Global health has become more of a priority than ever. It’s on agendas across the world—included in the aims of the Millennium Development Goals, on the U.S. President’s desk, at the World Health Organization, the Bill and Melinda Gates Foundation, and the list goes on…
But who’s to say that these individuals or organizations know what’s best for the people of India? Or those suffering in Ethiopia? Or the poor people of Nicaragua?
Too often global health priorities are set by those who are unaffected, who are far away from disease, who don’t experience its pain and suffering. People with big money or big power want to make a big difference. That’s wonderful, but are they doing it effectively?
Across the board, international actors are fighting the same, major health concerns, leaving much to be desired by the developing countries not affected by these priorities.
Three of the eight Millennium Development Goals focus on global health, or more specifically, they work to reduce child mortality rates, improve maternal health, and fight HIV/AIDS, malaria and other diseases. These global priorities have set precedence for other international organizations that have adopted these struggles as their priorities as well.
The World Health Organization, for example, has refocused its efforts to more effectively address the MDGs, most notably the goal concerning HIV/AIDS, turning their attention away from their initial, more inclusive mandate as the normative health organization.
In 2000 and 2001, the G8, the World Economic Forum, the World Bank and the European Commission all made commitments to address HIV/AIDS, tuberculosis and malaria. In 2002, USAID allocated its population, health and nutrition funding to HIV/AIDS, family planning/reproductive health, child survival/maternal health, and infectious diseases. Even private foundations, like the Bill and Melinda Gates Foundation, share these priorities.
While the health concerns in the MDGs are certainly significant and warrant a great deal of attention, they have steered international actors toward narrow agendas that work to achieve these goals almost exclusively. This makes sense and will help the world reach our targets sooner, but it also leaves few agendas that address other, unfortunate diseases, like lower respiratory infections. Neglected, these diseases will creep up behind us before we know it.

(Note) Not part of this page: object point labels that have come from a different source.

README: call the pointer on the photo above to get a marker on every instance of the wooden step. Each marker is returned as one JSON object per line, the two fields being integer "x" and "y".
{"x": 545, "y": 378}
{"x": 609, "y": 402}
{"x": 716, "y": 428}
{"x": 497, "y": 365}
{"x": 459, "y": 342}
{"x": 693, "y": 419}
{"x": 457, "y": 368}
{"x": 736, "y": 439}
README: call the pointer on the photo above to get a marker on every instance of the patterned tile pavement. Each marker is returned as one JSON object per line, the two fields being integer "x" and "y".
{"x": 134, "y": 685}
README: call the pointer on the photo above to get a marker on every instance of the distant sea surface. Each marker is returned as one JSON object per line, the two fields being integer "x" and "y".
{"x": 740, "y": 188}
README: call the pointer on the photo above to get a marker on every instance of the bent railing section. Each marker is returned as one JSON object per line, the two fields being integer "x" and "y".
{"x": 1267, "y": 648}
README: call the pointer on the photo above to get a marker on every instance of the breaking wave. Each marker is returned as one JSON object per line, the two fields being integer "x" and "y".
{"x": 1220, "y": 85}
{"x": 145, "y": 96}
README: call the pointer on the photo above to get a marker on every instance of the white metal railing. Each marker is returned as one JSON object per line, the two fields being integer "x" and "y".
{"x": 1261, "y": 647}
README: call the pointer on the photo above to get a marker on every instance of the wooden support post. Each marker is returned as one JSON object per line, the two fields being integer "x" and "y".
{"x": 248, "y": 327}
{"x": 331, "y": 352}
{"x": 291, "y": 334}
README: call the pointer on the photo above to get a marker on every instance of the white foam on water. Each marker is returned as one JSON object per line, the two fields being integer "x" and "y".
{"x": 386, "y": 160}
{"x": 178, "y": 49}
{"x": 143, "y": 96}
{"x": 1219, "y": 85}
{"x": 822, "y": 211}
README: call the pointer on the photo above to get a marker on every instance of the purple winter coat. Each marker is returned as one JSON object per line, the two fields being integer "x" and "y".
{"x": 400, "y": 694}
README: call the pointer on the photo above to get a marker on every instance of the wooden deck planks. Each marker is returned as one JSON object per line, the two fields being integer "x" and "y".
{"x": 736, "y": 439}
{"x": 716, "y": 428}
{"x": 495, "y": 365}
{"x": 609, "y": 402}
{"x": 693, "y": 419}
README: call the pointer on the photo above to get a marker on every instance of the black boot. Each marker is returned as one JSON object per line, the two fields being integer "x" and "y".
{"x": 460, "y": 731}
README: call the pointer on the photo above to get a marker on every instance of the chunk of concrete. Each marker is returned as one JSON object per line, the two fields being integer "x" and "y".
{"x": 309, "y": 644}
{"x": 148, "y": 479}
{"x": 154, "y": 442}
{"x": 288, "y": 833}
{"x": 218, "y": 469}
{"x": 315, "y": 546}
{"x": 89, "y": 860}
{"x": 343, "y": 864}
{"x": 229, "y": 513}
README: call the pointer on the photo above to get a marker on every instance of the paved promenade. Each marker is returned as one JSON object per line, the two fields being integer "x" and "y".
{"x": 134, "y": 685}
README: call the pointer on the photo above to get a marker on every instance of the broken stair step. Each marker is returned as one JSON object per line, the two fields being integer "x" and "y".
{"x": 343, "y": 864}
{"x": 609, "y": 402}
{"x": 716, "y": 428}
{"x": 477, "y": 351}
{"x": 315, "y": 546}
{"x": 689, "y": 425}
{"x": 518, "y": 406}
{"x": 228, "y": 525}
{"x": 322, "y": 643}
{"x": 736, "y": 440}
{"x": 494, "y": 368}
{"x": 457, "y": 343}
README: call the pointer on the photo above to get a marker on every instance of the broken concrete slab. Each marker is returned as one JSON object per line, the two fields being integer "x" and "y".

International priorities have geared the world toward vertical approaches that produce disease-specific programs, which are beneficial, but which can’t act alone. Horizontal, more broad approaches to global health are also needed to maintain the progress we’ve made so far, to avoid the spread of other disease and to benefit developing countries not significantly affected by the disease-specific programs. While the major priorities addressed tackle the majority of health concerns in sub-Saharan Africa, they don’t necessarily represent the concerns of the rest of the world. So these “global” health efforts can’t be all that “global” if they’re not accurately and directly addressing concerns that affect the entire world.
International actors play a huge role in global health, providing $22 billion a year in financing for global health programs. Because of this large sum of money, most of which is allocated to specific causes, international priorities are dictating national priorities. Twenty-two billion dollars could go a long way, but it can go even farther if we more appropriately consider the individual needs of specific countries or regions. This would not be easy, but it would make for a lot more value for the international buck. People with big money or big power would be making a bigger difference. And while those contributing the money certainly have the right to recommend where the money should be allocated, at the end of the day, the country knows best.
 USAID: Total population, health and nutrition funding. 2002.
 World Health Organization. World Health Report 2002. Reducing risks, promoting healthy life. Geneva. 2002.